Within the list of approximately 150 specialised services, there are around 80 that are considered to be ‘highly’ specialised. In general, these services:
- Are delivered in a small number of expert centres, usually no more than three, and which have been designated by NHS England
- Have small caseloads of patients, usually no more than 500
- Are clinically distinct
- Benefit from national coordination.
See: list of NHS providers of highly specialised services.
Highly specialised services report
These reports provide key information about highly specialised services.
In summary, the information comprises:
- a description of each service
- a list of the expert centres that deliver the service
- NHS England’s expenditure on each service
- a measure of the activity that each service undertakes (patient numbers fewer than 30 are not included because of the risk of identifying individual patients)
- clinical outcomes from the service
- information about geographical equity in access to the service
- an update on new highly specialised services.
Access previous year’s editions below:
- Highly specialised services 2020/21
- Highly specialised services 2019/20
- Highly specialised services 2019
- Highly specialised services 2018
- Highly specialised services 2017
Rare Diseases Advisory Group (RDAG)
The Rare Diseases Advisory Group (RDAG) provides strategic clinical advice and clinical leadership to NHS England and the devolved administrations of NHS Scotland, NHS Wales and NHS Northern Ireland on the development of services for people with rare diseases and highly specialised services.
RDAG provides clinical advice to the Clinical Priorities Advisory Group (CPAG) on all proposed clinical commissioning policies for patients with rare diseases.
A key focus for its work is the delivery of NHS England’s commitments as set out in the Rare Diseases Framework, which superseded the UK strategy for rare diseases.

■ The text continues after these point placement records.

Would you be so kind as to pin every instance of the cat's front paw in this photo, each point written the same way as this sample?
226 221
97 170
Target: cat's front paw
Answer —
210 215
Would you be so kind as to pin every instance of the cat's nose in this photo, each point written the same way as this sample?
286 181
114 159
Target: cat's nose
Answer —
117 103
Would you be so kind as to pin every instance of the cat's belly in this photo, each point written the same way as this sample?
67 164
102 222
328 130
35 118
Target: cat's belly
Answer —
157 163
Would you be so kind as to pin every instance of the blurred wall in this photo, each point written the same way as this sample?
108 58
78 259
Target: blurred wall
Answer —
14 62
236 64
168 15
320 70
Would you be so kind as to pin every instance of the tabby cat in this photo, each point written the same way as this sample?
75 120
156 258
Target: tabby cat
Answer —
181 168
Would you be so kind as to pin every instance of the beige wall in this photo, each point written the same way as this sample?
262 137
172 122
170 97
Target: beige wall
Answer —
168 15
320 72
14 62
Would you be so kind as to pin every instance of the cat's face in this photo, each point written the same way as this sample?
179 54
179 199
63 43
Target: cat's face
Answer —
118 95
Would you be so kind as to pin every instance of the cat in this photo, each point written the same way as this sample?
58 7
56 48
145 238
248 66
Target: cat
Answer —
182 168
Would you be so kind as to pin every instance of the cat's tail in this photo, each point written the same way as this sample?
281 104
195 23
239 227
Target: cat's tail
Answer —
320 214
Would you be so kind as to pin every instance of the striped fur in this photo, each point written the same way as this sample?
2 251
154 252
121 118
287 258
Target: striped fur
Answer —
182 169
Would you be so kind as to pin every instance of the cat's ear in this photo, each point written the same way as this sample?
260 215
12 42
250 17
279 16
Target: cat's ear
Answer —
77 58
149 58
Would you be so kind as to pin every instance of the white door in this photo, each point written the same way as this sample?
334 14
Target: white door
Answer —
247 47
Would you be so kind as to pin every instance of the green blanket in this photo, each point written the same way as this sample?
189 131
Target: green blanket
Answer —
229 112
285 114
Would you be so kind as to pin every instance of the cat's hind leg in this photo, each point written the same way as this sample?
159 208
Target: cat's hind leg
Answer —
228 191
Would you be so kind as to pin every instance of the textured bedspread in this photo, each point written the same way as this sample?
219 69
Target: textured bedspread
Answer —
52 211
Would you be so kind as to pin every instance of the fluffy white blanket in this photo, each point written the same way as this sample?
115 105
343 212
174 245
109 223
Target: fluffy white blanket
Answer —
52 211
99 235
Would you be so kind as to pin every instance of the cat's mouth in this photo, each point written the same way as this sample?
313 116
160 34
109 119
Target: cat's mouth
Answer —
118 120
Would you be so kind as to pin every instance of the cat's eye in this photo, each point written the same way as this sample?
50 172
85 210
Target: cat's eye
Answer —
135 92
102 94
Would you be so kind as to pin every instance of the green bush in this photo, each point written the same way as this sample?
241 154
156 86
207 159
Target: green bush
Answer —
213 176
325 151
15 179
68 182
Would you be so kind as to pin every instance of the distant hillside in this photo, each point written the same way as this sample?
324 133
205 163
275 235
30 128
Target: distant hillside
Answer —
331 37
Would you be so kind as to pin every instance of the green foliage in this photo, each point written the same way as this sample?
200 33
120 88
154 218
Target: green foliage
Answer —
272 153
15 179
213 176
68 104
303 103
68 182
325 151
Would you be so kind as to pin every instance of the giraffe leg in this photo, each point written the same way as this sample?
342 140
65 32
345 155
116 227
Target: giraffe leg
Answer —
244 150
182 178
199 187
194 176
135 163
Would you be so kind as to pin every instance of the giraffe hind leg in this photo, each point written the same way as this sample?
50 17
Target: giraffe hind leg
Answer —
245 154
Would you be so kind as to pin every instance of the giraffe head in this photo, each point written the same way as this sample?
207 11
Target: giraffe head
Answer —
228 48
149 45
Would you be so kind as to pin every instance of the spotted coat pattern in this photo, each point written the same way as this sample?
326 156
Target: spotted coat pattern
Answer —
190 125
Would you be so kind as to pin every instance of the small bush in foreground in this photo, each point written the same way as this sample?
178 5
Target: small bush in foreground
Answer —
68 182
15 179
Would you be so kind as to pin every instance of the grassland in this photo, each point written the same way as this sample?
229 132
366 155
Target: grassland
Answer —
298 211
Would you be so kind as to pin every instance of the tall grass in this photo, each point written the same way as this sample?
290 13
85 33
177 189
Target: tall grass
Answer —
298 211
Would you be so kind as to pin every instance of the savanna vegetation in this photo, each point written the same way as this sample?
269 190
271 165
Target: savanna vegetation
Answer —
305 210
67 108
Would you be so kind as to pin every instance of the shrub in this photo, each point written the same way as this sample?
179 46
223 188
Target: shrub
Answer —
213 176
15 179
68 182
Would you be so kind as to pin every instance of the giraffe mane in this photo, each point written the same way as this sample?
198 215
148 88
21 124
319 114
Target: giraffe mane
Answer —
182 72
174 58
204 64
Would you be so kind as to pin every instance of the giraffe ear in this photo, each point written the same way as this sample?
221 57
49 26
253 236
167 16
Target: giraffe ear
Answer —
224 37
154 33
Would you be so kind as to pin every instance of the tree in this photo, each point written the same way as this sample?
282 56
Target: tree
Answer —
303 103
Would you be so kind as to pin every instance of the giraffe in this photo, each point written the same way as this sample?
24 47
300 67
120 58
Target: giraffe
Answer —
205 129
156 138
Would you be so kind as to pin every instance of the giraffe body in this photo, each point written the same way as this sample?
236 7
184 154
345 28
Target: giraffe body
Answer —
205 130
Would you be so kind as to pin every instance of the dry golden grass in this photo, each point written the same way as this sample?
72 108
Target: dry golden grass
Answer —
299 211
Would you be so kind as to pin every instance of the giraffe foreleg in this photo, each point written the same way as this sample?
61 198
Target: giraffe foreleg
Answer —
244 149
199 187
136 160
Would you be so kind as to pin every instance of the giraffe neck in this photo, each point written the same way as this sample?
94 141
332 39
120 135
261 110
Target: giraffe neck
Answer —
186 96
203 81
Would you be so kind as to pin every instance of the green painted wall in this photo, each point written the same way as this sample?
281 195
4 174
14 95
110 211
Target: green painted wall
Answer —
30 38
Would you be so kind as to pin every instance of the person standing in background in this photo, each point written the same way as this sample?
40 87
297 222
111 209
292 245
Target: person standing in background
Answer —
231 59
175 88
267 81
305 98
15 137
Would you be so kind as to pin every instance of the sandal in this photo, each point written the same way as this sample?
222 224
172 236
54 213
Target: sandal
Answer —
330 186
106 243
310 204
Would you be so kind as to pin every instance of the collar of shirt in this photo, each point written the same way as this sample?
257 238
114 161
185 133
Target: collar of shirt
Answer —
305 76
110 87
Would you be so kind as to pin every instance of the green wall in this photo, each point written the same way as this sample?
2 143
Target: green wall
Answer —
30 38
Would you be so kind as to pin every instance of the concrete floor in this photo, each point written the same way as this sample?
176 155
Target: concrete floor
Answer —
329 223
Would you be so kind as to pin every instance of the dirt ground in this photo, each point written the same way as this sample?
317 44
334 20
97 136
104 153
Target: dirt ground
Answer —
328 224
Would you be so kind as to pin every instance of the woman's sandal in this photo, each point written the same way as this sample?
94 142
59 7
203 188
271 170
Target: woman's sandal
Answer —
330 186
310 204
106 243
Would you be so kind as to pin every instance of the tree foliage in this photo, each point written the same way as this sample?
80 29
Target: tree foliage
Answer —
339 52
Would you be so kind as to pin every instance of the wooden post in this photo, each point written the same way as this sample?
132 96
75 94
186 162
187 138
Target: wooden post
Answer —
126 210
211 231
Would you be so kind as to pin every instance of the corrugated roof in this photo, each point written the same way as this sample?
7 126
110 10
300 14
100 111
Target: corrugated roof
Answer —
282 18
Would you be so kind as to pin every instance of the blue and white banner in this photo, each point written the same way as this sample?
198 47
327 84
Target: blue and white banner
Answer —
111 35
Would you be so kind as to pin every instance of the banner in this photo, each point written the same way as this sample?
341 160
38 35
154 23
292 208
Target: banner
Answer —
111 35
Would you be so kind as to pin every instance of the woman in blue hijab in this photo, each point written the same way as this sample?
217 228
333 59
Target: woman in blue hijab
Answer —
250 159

UK rare diseases framework
The UK rare diseases framework was published by the Department of Health and Social Care in January 2021 with the aim of delivering improved care and support for people living with a rare disease, their families and carers.
The Framework involves all four of the UK Nations developing their own Action Plan to deliver on four key priorities using five underlying themes:
The four priorities are:
- Helping patients get a final diagnosis faster
- Increasing awareness of rare diseases among healthcare professionals
- Better coordination of care
- Improving access to specialist care, treatments and drugs
The five underpinning themes being considered when delivering on the four priorities are:
- Patient voice – placing this at the heart of everything
- National and international collaboration
- Pioneering research
- Digital, data and technology – harnessing this to help deliver on the four priorities
- Wider policy alignment – ensuring mental health support, social care and other services are there to support patients
The first England Rare Diseases Action Plan was published in 2022 and sets out how the priorities in the UK Rare Diseases Framework will be developed into tangible and concrete actions.
Building on the first set of actions, the second action plan was published in 2023 and outlines commitments for the coming year.